Este texto mostra de forma subjetiva, momentos vividos por
nossos antepassados vieirenses, fato comum de toda cidade sigela como a
nossa, caracterizando situações típicas que nos fazem compartilhar uma
viagem na imaginação.
AS CONVERSAS NAS CALÇADAS
Por Francisco Farias
Ideiavermelha.blogspot.com.br
Às dezoito horas, na boquinha da
noite, a mulher já colocava a ultima “colherada” de janta no prato para
participar de seu lazer diário, sentada na calçada para fazer aquele
velho resumo do dia. Lá fora se encontrava algumas pessoas, o pavio do
algodão, catado na capoeira de João Fernandes, já queimava na lamparina,
soltando
aquela fumaça preta que representava um sinal de boa “piléria”. A lua
era a principal telespectadora para este momento, observando o “São
Jorge” dentro de seu núcleo, os humildes sertanejos desmembravam as suas
tristezas, alegrias, emoções e sucesso que colhiam ao longo do dia.
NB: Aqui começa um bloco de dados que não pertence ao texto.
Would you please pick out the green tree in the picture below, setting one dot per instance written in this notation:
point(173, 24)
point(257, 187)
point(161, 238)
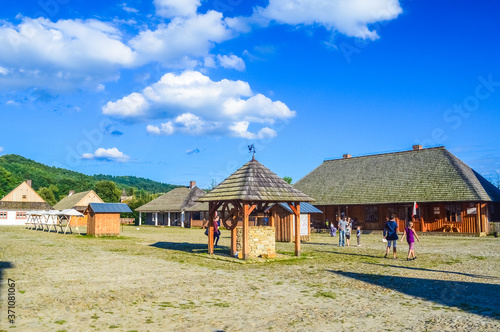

De um lado a senhora da casa, que já
havia terminado os afazeres lá de dentro, do outro o senhor com uma das
filhas mais novas sentado no colo, já “pegando traíra”, repousando a
cabeça no velho lençol de chita. Os vizinhos mais chegados já se
aconchegavam sentados no banco de madeira, com as pernas de forquilhas, o tilinar
no fundo da cafeteira já anunciava o café preto, preparado naquele
velho pilão feito de madeira de cumaru. Pronto! Todos já estavam nos
seus devidos lugares, esta noite prometia uma boa prosa.
A poetisa Fátima Abrantes já
defendia em sua literatura que “...todos sentados nas calçadas, para
falarem da vida alheia...” pois é, do que seria da história se não
houvessem o personagem e a narrativa fiel de sua dinâmica existencial,
nada melhor para contar ela, do que quem vive dentro dela: o povo.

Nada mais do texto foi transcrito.